И наступил, конечно же, день, когда приехали два человека из Кишинева, из Министерства просвещения. Собрали педсовет, и, хотя повестка дня ни для кого ничего дурного не предвещала, все знали, что снимают Балту, наконец настал час, и его снимают. Он и сам понимал, что его песенка спета, и, кажется, смирился с этим. Сидел в уголочке, уступив свое председательское место приехавшим из центра товарищам, и с видом побитой собаки ждал, когда начнется, когда в него будут кидать камни. А между тем педсовет шел по другим рельсам, люди занимались другими вопросами, и по мере выступлений лицо директора прямо вытягивалось от удивления. Выступающие говорили о чем угодно, только не о нем. И он заерзал в уголочке на своем стуле. Он готовился к поражению, он готов был сложить с себя полномочия хотя бы в видимой драке, но чтобы совсем не упоминали даже его имени?!
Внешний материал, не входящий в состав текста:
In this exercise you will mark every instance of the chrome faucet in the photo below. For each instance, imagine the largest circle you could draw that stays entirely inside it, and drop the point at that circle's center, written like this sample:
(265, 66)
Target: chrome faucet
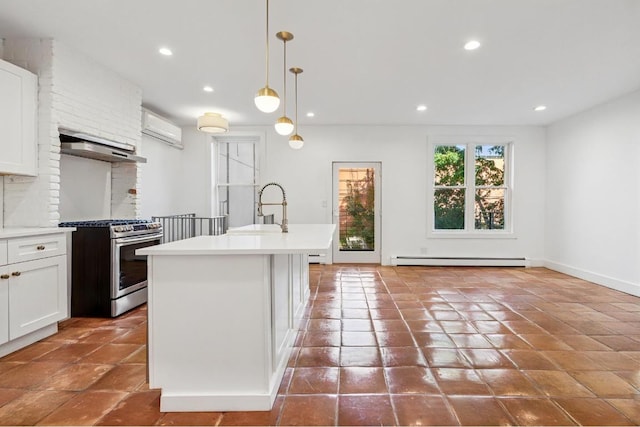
(285, 223)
Все ждали, когда выступит Хория. Уж ему-то, казалось, невозможно будет обойти молчанием имя директора, а вместе с тем ему понравился этот деловой педсовет, и он решил поступиться своей личной обидой. Он как-то сумел построить свое выступление так, что тоже не упомянул имя директора, даже не посмотрел в тот угол, где Балта сидел. Он говорил спокойно ж деловито о программе, об учениках, об успеваемости, о посещаемости, и, как ни странно, именно это выступление потрясло директора. Должно быть, ему почудилось, что в голосе Хории пробиваются нотки будущего директора. А может, дело было не в этом. Просто директор ненавидел его люто, по-животному, и, пока Хория говорил о безобидных вещах, Балта поклялся про себя умереть, но не допустить торжества своего противника. Весь синий, со вздувшимися венами поперек лба, он ждал, когда тот умолкнет, и, как только буковинец закончил свое выступление, Николай Трофимович тут же встал и дрожащим голосом, обращаясь к представителям министерства, сказал:
— Тут нужно учесть то обстоятельство, что у товарища Холбана против меня личная ненависть.
Один из инспекторов министерства, человек, по-видимому, добрый, по наивный, спросил:
— Разве он говорил о вас?!
— Он, правда, мое имя не упомянул, но все, что он говорил, направлено против меня. И все только потому, что у нас с ним сугубо личное.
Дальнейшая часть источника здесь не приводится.